Around 360,000 children are to benefit through this vaccination and Malawi is among the first within the three African countries to receive the benefit. Kenya and Ghana are to follow suit in the next few weeks, says WHO. The vaccine is to be administered to children up to the age of two. The Health Ministries of the area will decide where the vaccine will be given next.
The deadly disease which almost takes away the lives of around 435,000 people every year is spread by Anopheles Mosquitoes. The disease can be treated as well as prevented. Since there are no precautionary measures taken by people it claims the lives of many people each year.
According to a health report released by WHO, children are most vulnerable to this disease, particularly children under the age of five. Mostly, many of these deaths are from Africa and a whopping number of 250,000 children die every year here.
The Director-General of WHO Tedros Adhanom Ghebreyesus, is of the opinion that there are many measures taken by the people in recent days, including the installation of bed nets. However, the progress that has been slow and steady has not been enough and in some areas the progress has gone in reverse.
The nonprofit organization PATH has recommended the distribution of this vaccine Mosquirix otherwise called as RTS,S, which is a creation of the pharmaceutical giant GSK. The vaccine is clinically tested for many years and is proven to be very effective in the prevention of malaria. Roughly 4 out of 10 clinical malaria cases have shown protection against the disease.
Matshidiso Moeti, WHO Regional Director for Africa reports that children belonging to the poorest section of the society are under a major risk and the vaccine is a much-needed commodity in Africa.
The vaccine is to be given in four doses and WHO looks at reducing the number of deaths through giving this initiative.
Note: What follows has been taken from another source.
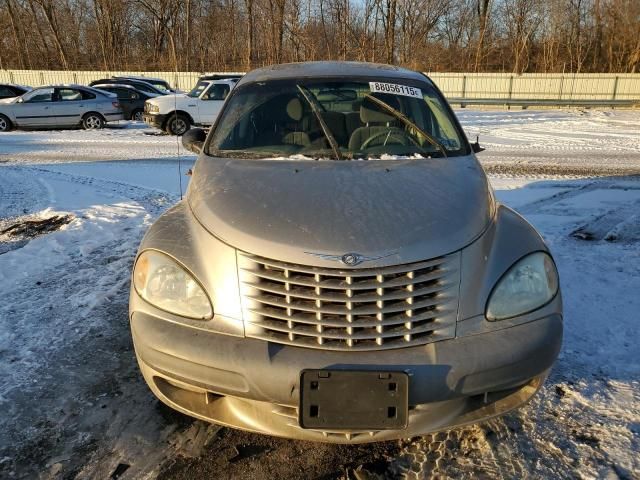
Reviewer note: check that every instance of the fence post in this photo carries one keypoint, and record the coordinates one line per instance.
(615, 88)
(561, 86)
Children within the age of 5 and 9 months will be given three doses and the fourth dose is to be provided almost at the age of two. The vaccine is considered as a complementary tool. WHO also recommends the use of bed nets which are treated with insecticides and also recommends the use of insecticide sprays for the overall health of the society and in places prone for mosquitoes.
Adrian Hill, a professor of human genetics and director of the Jenner Institute at the University of Oxford has expressed his concern saying that mosquitoes have become immune to the drugs and insecticides. New solutions should be looked at to help people from dying each year. This vaccine developed by GSK is the savior of millions of children right now.